15 KiB
Intel Arc GPU LLM Inference Research Overview
Date: April 2026
Scope: Intel Arc (Alchemist Xe1, Battlemage Xe2) GPUs for LLM inference, with focus on quantized model performance issues
1. Executive Summary
Intel Arc GPUs suffer from severe performance underperformance on quantized LLM inference compared to theoretical hardware capabilities. Community benchmarks reveal that token generation often achieves only 21-40% of theoretical memory bandwidth utilization, while NVIDIA RTX and AMD GPUs typically achieve 80-95%. The root causes are multi-layered: missing kernel optimizations, quantization-specific bottlenecks, architecture detection bugs, and an immature software stack.

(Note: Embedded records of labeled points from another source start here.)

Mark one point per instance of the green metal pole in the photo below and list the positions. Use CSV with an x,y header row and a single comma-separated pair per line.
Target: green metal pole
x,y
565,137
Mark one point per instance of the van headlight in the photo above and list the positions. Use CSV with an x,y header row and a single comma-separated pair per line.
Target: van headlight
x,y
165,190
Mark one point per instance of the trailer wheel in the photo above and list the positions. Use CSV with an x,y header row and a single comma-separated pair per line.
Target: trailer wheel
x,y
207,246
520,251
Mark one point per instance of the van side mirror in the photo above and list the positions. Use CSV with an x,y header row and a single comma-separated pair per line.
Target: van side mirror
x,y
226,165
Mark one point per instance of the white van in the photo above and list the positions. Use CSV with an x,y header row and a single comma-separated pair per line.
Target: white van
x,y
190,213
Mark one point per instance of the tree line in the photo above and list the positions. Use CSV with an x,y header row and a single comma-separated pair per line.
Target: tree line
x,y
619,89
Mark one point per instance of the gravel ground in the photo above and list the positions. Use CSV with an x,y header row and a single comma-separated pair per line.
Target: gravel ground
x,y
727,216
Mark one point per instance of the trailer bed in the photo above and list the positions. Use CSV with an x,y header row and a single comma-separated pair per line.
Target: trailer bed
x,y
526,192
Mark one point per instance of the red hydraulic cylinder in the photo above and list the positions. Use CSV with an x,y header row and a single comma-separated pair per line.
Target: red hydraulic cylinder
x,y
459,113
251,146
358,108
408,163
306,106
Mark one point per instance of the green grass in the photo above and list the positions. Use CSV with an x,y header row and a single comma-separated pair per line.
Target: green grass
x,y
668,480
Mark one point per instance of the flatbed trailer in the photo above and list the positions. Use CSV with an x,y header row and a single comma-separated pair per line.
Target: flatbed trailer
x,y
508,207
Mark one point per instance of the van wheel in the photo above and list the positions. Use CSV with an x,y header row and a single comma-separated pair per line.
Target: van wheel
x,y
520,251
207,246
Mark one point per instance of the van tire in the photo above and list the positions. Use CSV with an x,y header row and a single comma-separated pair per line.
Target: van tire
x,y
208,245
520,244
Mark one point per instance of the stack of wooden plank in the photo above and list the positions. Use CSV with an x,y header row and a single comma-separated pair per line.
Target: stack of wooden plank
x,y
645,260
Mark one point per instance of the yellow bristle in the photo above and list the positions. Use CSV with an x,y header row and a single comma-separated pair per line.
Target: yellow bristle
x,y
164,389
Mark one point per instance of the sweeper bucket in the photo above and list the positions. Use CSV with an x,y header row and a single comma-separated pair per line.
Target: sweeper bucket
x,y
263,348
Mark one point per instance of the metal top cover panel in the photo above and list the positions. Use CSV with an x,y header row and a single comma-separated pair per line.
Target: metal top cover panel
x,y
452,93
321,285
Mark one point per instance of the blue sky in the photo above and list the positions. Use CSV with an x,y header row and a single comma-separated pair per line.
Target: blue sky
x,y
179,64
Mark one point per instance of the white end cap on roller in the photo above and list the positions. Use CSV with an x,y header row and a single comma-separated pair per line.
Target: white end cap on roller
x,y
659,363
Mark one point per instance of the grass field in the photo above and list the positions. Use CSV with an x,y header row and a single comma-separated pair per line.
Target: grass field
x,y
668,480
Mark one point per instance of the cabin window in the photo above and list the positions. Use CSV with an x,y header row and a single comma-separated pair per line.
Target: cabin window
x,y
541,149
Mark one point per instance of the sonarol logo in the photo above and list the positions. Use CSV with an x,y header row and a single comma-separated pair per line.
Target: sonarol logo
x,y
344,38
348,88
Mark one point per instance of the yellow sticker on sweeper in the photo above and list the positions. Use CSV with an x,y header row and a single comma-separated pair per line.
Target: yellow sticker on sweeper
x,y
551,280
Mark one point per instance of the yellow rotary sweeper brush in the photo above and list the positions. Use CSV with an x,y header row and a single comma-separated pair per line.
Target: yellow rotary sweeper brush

2. Hardware & Software Landscape
2.1 Supported Intel GPUs
| GPU | Architecture | Memory Bandwidth | Status |
|---|---|---|---|
| Arc A770 (16GB) | Xe1/Alchemist | 512 GB/s | Active support |
| Arc A750 (8GB) | Xe1/Alchemist | 448 GB/s | Active support |
| Arc B580 | Xe2/Battlemage | 456 GB/s | Partial support (driver issues) |
| Arc B70 Pro | Xe2/Battlemage | 608 GB/s | Active, but regressed |
| Arc 140T (iGPU) | Xe2/Arrow Lake H | Unified | Broken - misdetected |
| Arc 140V (iGPU) | Xe2/Lunar Lake | Unified | Working |
2.2 Software Stack
┌─────────────────────────────────────────────────────────┐
│ User Applications │
│ (Ollama, vLLM, llama.cpp CLI, etc.) │
├─────────────────────────────────────────────────────────┤
│ Inference Frameworks │
│ IPEX-LLM (PyTorch) │ vLLM (Intel Port) │ llama.cpp │
├─────────────────────────────────────────────────────────┤
│ Backend Implementations │
│ ┌──────────┐ ┌──────────┐ ┌──────────────────────┐ │
│ │ SYCL │ │ Vulkan │ │ OpenVINO (IPEX-LLM) │ │
│ │ backend │ │ backend │ │ │ │
│ └──────────┘ └──────────┘ └──────────────────────┘ │
├─────────────────────────────────────────────────────────┤
│ Intel Software Components │
│ oneAPI DPC++ │ IGC Compiler │ Level Zero │ oneDNN │
├─────────────────────────────────────────────────────────┤
│ GPU Hardware │
└─────────────────────────────────────────────────────────┘
2.3 Key Repositories
-
llama.cpp: Main inference engine with SYCL and Vulkan backends for Intel GPUs
- Location:
repos/llama.cpp/ - Key paths:
ggml/src/ggml-sycl/,ggml/src/ggml-vulkan/
- Location:
-
IPEX-LLM: Intel's optimized PyTorch extension (archived Jan 2026)
- Location:
repos/ipex-llm/ - Note: Archive status raises concerns about future maintenance
- Location:
-
vLLM Intel: Production-grade serving with Arc Pro B-series support
3. Critical Problems Identified
3.1 Q8_0 Quantization Catastrophic Performance (Issue #21517)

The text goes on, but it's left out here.